Which current ratings do I1, I2 and I3 have if the resistances hold R1 = 0.1 ohm, R2 = 0.02 Ohm and R3 = 0.2 Ohm?

Relevant Equations

U = IR
1/R = 1/R_1 + 1/R_2 + ....
I1 = I2 + I3

In my attempt, I tried
1) I1 = I2 + I3
Then set up these two equations based on Kirchhoff's second rule:
2) U1 = R1 (I2) + R3 (I3) and
3) U1 + U2 = R1 (I1) + R2 (I3).
From what we have
10 = 0.1* I_2 + 0.2 * I_3
22 = 0.1* I_2 + 0.02*I_3

I_3 = 50 - 0.5 I_2

That means
I_2 = 233.3 A
I_3 = -66.7A
I1 = 166.6A
My answer is completely off.

 

[phinds]

In my attempt, I tried
1) I1 = I2 + I3

That does not comport with your drawing.

 

[Nat1234123]

That does not comport with your drawing.

If I fix that part, will the rest be right then?

 

[phinds]

If I fix that part, will the rest be right then?

No. Start there and rework the problem.

 

[erpelkon]

Substitute I3=z, I2=y and I1=x.

System of equations:
z = y + x
12−0.2z−0.02x=0
−10+0.2z+0.1y=0

From second and third equation solve:
x=−10z+600
y=100−2z

Add these to the first:
z=(100−2z)+(−10z+600)
z=700/13
z~53,85

Thus I3~53,85 , I2~-7,7 and I1~61,5

Hope this helps!

 

[SammyS]

Substitute I3=z, I2=y and I1=x.

System of equations:
z = y + x
12−0.2z−0.02x=0
−10+0.2z+0.1y=0
. . .

Hope this helps!

Your second loop equation (the last equation I quoted above) is incorrect. Which direction around the loop did you use?

 

[erpelkon]

Your second loop equation (the last equation I quoted above) is incorrect. Which direction around the loop did you use?
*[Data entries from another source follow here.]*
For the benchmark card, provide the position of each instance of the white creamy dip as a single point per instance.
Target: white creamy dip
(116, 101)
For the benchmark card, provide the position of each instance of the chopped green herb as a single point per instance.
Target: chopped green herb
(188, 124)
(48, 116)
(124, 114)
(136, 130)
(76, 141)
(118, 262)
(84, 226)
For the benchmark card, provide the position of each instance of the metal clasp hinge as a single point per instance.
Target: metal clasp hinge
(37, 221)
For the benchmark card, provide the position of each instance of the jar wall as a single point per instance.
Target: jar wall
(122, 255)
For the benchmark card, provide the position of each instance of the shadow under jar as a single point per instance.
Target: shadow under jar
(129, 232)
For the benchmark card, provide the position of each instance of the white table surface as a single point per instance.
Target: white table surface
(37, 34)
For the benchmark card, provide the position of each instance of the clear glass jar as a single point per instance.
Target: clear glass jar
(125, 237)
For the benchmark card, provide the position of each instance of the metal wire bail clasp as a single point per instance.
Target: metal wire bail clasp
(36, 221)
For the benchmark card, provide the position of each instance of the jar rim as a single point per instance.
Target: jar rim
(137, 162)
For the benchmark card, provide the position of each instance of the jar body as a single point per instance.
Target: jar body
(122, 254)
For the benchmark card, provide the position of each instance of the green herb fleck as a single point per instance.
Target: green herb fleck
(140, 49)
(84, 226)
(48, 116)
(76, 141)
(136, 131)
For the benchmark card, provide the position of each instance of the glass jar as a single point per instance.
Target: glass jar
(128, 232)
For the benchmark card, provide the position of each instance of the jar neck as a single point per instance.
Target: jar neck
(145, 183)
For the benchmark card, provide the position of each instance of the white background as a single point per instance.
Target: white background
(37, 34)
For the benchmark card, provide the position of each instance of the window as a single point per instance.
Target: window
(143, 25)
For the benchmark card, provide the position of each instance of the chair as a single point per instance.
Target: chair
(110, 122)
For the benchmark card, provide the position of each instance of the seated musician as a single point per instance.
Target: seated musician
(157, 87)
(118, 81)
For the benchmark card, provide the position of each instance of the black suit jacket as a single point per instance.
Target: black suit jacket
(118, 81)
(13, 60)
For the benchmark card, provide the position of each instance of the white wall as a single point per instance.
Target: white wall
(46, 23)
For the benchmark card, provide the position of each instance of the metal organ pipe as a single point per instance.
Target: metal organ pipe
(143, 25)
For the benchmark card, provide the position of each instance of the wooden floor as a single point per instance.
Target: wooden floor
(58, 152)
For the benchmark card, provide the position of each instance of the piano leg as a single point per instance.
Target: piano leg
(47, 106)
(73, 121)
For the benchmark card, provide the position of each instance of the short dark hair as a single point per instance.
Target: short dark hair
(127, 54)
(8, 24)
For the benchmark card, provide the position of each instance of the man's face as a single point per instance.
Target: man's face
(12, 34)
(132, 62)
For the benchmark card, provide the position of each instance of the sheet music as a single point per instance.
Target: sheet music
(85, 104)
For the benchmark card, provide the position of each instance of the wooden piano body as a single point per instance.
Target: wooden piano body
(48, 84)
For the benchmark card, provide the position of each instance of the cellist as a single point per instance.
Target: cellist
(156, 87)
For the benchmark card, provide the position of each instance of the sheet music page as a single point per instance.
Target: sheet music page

How come? Clockwise, i.e. U2 is positive direction and U1 is negative direction.

 

[SammyS]

How come? Clockwise, i.e. U2 is positive direction and U1 is negative direction.

Previously I quoted the following from your Post #5.
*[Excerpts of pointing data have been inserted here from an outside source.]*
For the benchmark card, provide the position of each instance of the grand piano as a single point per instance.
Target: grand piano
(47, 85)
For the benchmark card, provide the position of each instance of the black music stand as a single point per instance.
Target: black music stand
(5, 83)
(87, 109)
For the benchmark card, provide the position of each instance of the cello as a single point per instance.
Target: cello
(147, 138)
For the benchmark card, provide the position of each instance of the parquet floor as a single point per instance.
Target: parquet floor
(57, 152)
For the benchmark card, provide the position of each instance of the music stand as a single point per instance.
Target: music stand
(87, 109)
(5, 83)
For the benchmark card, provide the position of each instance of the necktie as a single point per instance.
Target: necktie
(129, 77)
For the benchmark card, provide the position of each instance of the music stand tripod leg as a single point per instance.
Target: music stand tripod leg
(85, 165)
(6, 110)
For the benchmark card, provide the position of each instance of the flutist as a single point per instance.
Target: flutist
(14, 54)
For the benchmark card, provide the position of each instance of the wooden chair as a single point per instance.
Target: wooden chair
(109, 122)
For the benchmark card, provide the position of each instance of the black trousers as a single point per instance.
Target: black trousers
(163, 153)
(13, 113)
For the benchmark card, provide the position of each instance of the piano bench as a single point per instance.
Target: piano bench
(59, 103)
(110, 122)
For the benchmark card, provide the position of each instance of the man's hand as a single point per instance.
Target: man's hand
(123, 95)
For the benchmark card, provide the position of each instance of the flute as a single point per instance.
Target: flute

Substitute I3=z, I2=y and I1=x.

System of equations:
z = y + x
12−0.2z−0.02x=0
−10+0.2z+0.1y=0

The loop equation I referred to is:
$\displaystyle \quad −10+0.2z+0.1y=0 \$.

You are correct in that going clockwise around the outer loop the voltage contribution from $U_1$ is $-\,10$ volts. However, the clockwise direction around this loop is also consistent with the given choice of current direction for both $I_2$ and $I_3$, so both give voltage drops (negative) across their respective resistors. In other words that loop equation should be:

$\displaystyle \quad -U_1-I_3 R_3 - I_2 R_1 = 0$ .Your other equations are correct.

 

[erpelkon]

View attachment 337612
Previously I quoted the following from your Post #5.

The loop equation I referred to is:
$\displaystyle \quad −10+0.2z+0.1y=0 \$.

You are correct in that going clockwise around the outer loop the voltage contribution from $U_1$ is $-\,10$ volts. However, the clockwise direction around this loop is also consistent with the given choice of current direction for both $I_2$ and $I_3$, so both give voltage drops (negative) across their respective resistors. In other words that loop equation should be:

$\displaystyle \quad -U_1-I_3 R_3 - I_2 R_1 = 0$ .Your other equations are correct.

So basically higher voltage U2 is "charging" lower voltage U1 since given the orientation of U1 the current is reversed! Agreed!

 

[SammyS]

So basically higher voltage U2 is "charging" lower voltage U1 since given the orientation of U1 the current is reversed! Agreed!

I wouldn't put it that way, because you will find out that $I_2$ (which you relabeled as y) is negative, so the current flows through $U_1$ from the negative terminal to the positive terminal, opposite the direction chosen for $I_2$ in your drawing.

 

[erpelkon]

I wouldn't put it that way, because you will find out that $I_2$ (which you relabeled as y) is negative, so the current flows through $U_1$ from the negative terminal to the positive terminal, opposite the direction chosen for $I_2$ in your drawing.

But after calculus one will find out I1 to be the largest and not I3, thus U1 has to be a load and not a source?